Benny heard from Patsy that the Healys had been up to Dublin to look for a child to adopt but they hadn’t got one because Mr. Healy had a weak chest.

“Just as well,” Eve had said unsympathetically. “They’d be terrible for anyone as a mother and father.” She spoke in innocence of the fact that Knockglen had once thought that she herself might be the ideal child for them.

Mr. Healy was much older than his wife. It was whispered, Patsy said, that he couldn’t cut the mustard. Eve and Benny spent long hours trying to work out what this could mean. Mustard came in a small tin and you mixed it with water. How did you cut it? Why should you cut it?

Mrs.
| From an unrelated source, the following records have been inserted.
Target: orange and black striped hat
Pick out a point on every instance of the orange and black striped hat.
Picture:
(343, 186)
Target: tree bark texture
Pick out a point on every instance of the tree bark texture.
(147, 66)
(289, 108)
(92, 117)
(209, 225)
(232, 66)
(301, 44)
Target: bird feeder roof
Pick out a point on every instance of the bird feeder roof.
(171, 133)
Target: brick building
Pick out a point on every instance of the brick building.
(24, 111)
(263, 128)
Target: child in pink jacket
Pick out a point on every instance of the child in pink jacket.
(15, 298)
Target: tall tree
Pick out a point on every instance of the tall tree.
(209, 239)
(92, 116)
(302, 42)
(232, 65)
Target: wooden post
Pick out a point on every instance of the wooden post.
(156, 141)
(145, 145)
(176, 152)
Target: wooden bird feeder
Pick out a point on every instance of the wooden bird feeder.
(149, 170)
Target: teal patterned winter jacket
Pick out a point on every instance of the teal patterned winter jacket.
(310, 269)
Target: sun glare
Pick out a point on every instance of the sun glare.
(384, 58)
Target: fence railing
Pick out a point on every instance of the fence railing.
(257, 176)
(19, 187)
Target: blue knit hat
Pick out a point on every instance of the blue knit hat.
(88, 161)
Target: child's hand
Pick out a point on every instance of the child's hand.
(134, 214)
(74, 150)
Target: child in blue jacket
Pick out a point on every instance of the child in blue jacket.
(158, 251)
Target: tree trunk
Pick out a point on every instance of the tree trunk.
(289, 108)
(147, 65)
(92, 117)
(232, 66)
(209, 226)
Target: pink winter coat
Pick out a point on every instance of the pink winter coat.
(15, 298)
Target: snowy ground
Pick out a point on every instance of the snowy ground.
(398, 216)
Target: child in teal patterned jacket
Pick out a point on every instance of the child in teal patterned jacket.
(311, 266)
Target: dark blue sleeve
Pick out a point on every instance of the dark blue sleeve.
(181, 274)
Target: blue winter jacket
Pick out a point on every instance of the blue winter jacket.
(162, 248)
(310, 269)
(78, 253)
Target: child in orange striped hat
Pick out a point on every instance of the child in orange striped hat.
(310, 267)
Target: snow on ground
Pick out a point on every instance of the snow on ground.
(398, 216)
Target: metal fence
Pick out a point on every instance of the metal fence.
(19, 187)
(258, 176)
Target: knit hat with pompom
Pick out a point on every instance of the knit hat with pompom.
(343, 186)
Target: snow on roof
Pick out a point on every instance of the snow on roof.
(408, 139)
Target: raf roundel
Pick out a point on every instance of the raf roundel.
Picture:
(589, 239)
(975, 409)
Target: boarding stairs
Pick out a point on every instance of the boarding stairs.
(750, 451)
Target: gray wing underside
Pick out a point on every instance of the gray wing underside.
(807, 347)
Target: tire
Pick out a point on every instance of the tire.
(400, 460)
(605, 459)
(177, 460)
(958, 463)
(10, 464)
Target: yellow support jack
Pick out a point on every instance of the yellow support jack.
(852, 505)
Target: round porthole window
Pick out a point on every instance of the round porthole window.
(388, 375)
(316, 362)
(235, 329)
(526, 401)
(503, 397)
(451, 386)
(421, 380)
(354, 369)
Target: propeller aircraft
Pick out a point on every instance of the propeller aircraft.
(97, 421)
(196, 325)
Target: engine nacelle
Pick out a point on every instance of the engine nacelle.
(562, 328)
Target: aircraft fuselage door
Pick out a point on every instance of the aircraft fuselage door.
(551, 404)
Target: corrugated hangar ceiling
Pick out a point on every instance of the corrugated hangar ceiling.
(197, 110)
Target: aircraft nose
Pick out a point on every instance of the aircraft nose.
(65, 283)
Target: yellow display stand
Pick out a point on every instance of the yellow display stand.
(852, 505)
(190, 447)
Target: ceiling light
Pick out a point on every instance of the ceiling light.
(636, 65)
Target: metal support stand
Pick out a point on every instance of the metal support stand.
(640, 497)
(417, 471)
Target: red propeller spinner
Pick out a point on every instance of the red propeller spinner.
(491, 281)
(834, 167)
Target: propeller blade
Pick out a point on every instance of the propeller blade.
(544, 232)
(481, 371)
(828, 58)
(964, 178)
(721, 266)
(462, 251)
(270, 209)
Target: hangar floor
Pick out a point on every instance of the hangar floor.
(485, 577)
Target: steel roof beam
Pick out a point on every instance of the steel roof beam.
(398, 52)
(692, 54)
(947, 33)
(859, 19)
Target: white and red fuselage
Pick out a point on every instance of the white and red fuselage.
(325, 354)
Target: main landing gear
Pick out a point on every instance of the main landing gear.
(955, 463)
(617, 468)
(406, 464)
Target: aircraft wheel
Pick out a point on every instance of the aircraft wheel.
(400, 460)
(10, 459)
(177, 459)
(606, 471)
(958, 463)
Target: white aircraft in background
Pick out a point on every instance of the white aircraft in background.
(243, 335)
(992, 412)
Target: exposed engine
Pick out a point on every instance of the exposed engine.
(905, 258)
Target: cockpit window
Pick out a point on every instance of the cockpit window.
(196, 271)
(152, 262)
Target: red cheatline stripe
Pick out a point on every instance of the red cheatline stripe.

Healy looked a hundred but apparently she was twenty-seven. She had married at seventeen and was busy throwing all her efforts into the hotel since there were no children.

Together they explored places where they had never gone alone. To Flood’s, the butchers, hoping they might see the animals being killed.

“We don’t really want to see them being killed do we?” Benny asked fearfully.

“No, but we’d like to be there at the beginning so that we could if we want to, then run away,” Eve explained. Mr. Flood wouldn’t let them near his yard so the matter didn’t arise.

They stood and watched the Italian from Italy come and start up his fish-and-chip shop.

“Weel you leetle girls come here every day and buy my feesh?” he said hopefully to the two earnest children, one big, one small, who stood watching his every move.

“No, I don’t think we’ll be allowed,” Eve said sadly.

“Why is that?”

“It would be called throwing away good money,” Benny said.

“And talking to foreign men,” Eve explained to clinch matters.

“My Seester is married to a Dublin man,” Mario explained.

“We’ll let people know,” Eve said solemnly.

Sometimes they went to the harness maker. A very handsome man on a horse came one day to inquire about a bridle that should have been ready, but wasn’t.

Dekko Moore was a cousin of Paccy Moore’s in the shoe shop. He was very apologetic, and looked as if he might be taken away and hanged for the delay.

The man turned his horse swiftly. “All right. Will you bring it up to the house tomorrow, instead,” he shouted.

“Indeed I will sir, thank you sir. I’m very sorry sir. Indeed sir.” Dekko Moore sounded like a villain who had been unmasked in a pantomime.

“Lord, who was that I wonder?” Benny was amazed. Dekko was almost dead with relief at how lightly he had escaped.